Гимн Лейбовичу - Миллер-младший Уолтер Майкл. Страница 31

«Вероятно, он представляет себе наш монастырь тюрьмой, – подумал аббат. – Этому, должно быть, способствуют горькие воспоминания детства, наполовину стертые и, может быть, отчасти выдуманные».

– «…сеют семена раздора на грядках Нового Образования, – продолжал чтец. – Так что будь осторожен и следи за возможными симптомами.

Но, с другой стороны, не только его величество, но веления добросердечности и справедливости также требуют, чтобы я рекомендовал его тебе как человека с добрыми намерениями, или, по крайней мере, как незлобивого ребенка, больше всего похожего на образованных и воспитанных язычников (хотя, несмотря ни на что, они остаются язычниками). Он будет вести себя прилично, если ты будешь тверд, но… будь осторожен, друг мой: его мозг похож на заряженный мушкет, готовый выстрелить в любом направлении. Я полагаю, однако, что у тебя достанет изобретательности и радушия, чтобы управляться с ним некоторое время.

– Quidam mihi calix nuper espletur, Paule. Precamini ergo Deum facere me fortiorem, Metio ut hie pereat. Spero te et fratres saepias oraturos esse pro tremescente Marco Apolline. Valete in Christo, amid.

Texarkanae datum est Octava St. Petri et Pauli, Anno Domini termiilessimo… 85

– Дай мне еще раз взглянуть на печать, – сказал аббат.

Монах протянул ему свиток. Дом Пауло поднес его к самым глазам, вглядываясь в расплывшиеся буквы, оттиснутые в нижней части пергамента с помощью деревянной печати, плохо смазанной чернилами.

«Одобрено Ханеганом Вторым, владыкой милостью божьей, правителем Тексарканы, защитником веры и духовным пастырем Равнины.

Его собственноручный знак: +».

– Интересно, не поручил ли его величество кому-нибудь прочитать это письмо? – засомневался аббат.

– Будь это так, мой господин, разве письмо дошло бы до нас?
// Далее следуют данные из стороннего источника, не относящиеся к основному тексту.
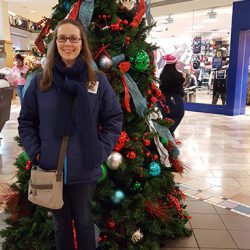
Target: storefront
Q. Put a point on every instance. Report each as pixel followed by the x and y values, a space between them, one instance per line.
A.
pixel 213 57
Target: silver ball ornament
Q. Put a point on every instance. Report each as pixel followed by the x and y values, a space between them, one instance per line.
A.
pixel 105 63
pixel 114 160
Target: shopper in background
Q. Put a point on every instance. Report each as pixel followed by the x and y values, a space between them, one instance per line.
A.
pixel 20 70
pixel 171 85
pixel 190 85
pixel 70 98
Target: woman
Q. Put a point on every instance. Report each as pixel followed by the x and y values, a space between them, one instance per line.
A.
pixel 46 116
pixel 171 85
pixel 20 69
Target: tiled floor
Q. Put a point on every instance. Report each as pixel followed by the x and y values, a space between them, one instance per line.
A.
pixel 216 151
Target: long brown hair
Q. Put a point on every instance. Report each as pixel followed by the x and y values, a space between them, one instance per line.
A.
pixel 46 79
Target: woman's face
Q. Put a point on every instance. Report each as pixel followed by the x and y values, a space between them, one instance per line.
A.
pixel 19 62
pixel 69 43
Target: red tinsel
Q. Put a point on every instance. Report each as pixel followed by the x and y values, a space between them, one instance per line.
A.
pixel 124 68
pixel 156 209
pixel 74 235
pixel 75 10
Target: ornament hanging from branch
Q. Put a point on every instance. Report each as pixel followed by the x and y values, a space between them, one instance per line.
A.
pixel 127 9
pixel 137 236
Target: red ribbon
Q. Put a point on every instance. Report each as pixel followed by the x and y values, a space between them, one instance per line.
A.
pixel 126 99
pixel 103 50
pixel 141 11
pixel 124 67
pixel 74 12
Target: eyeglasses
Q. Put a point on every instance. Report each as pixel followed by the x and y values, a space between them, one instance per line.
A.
pixel 72 39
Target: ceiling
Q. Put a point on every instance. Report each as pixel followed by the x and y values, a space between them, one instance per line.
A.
pixel 188 15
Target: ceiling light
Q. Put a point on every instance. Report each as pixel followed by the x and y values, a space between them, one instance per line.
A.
pixel 209 20
pixel 212 14
pixel 169 19
pixel 198 26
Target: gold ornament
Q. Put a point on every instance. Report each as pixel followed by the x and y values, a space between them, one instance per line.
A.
pixel 114 160
pixel 128 4
pixel 137 236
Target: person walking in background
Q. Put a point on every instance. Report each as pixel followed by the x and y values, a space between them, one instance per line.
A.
pixel 20 70
pixel 171 85
pixel 70 98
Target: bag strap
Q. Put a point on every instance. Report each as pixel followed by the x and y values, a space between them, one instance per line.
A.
pixel 63 149
pixel 61 157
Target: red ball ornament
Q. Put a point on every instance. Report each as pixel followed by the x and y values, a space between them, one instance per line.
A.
pixel 157 92
pixel 127 40
pixel 153 99
pixel 153 86
pixel 155 157
pixel 131 155
pixel 111 224
pixel 149 92
pixel 146 142
pixel 27 167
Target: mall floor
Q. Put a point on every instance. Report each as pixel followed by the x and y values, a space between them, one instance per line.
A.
pixel 216 152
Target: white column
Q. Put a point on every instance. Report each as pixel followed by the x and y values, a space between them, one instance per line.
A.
pixel 4 21
pixel 6 55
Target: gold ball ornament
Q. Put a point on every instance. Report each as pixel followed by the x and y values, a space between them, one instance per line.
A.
pixel 137 236
pixel 114 160
pixel 128 4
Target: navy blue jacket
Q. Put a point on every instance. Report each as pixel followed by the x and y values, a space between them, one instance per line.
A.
pixel 37 123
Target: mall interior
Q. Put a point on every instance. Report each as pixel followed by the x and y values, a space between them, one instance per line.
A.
pixel 211 40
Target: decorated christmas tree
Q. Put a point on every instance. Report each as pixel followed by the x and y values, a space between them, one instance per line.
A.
pixel 137 204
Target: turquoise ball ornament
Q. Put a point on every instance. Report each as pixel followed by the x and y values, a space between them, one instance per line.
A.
pixel 104 174
pixel 118 196
pixel 154 169
pixel 142 60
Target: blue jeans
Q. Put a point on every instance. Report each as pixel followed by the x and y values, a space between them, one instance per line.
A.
pixel 19 89
pixel 77 207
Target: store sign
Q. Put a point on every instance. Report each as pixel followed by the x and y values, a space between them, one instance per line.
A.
pixel 217 63
pixel 2 46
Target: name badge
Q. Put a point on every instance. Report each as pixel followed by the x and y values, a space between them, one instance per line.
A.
pixel 94 89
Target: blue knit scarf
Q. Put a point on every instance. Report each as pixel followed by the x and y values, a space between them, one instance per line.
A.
pixel 71 84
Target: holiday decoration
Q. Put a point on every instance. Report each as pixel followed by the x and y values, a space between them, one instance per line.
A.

– Думаю, что нет. Но писать всякие легкомысленные вольности под самым носом у Ханегана только ради насмешки над его неграмотностью – это не похоже на Маркуса Аполло. Разве что он пытался что-то сообщить мне между строк и не мог придумать для этого другого, более безопасного способа. Это место в конце письма, где он говорит о некоей чаше, которая, как он опасается, не минует нас. Совершенно ясно: его что-то беспокоит. Но что? Это не похоже на Маркуса, совсем не похоже.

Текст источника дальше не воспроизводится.